What time 18446744073709550.000 meansVadim Tkachenko
Sometimes when you do profiling you can see number like this in timestamps. Periodically in our patches there was Query_time: 18446744073709550.000 in slow.log file (well, it was fixed recently, but still appears in other places).
I faced this problem several years ago when only 2-core AMD Opteron systems appeared and I noticed sysbench getting crazy showing query execution time 18446744073709550.000 or like this.
Obviously this is unsigned integer which was received by subtraction bigger number from smaller.
But how it can be if we use:
start_time = clock_gettime(CLOCK_THREAD_CPUTIME_ID, &tp);
end_time = clock_gettime(CLOCK_THREAD_CPUTIME_ID, &tp);
total_time = end_time – start_time;
How we can get query executed in negative time ? It would be too good to be real :).
After some research I found the reason, and it is interesting that I want to share it even few years later. The reason is that different CPU on the same motherboard uses different frequency generators (each CPU has its own frequency generator, though exact implementation depends on CPU vendor), and there is no way to get these generators synchronized. That is if in your server you have 4 CPU, each of them lives on its own time. Usually difference between generators is very small (microseconds matter), but it appears this difference is enough to get negative time.

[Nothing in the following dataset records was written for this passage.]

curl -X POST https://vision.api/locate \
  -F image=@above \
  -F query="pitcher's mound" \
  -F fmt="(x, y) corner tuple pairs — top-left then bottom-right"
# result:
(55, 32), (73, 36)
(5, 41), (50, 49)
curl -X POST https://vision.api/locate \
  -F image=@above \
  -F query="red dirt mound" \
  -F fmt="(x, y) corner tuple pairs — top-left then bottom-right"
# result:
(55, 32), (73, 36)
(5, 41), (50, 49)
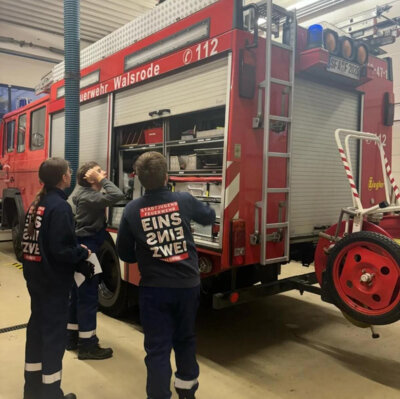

It happens when your query started on one CPU and during execution it was switched to another CPU (where generator delayed to first CPU) and time between two measurements were small enough to catch difference in generators. In result you have negative time, but it actually, it is more serious, it mean – we can’t get exact time between two points in application.
So designing profiling in your application be aware of. I wonder how realtime sensor systems, where microseconds are important, deal with this.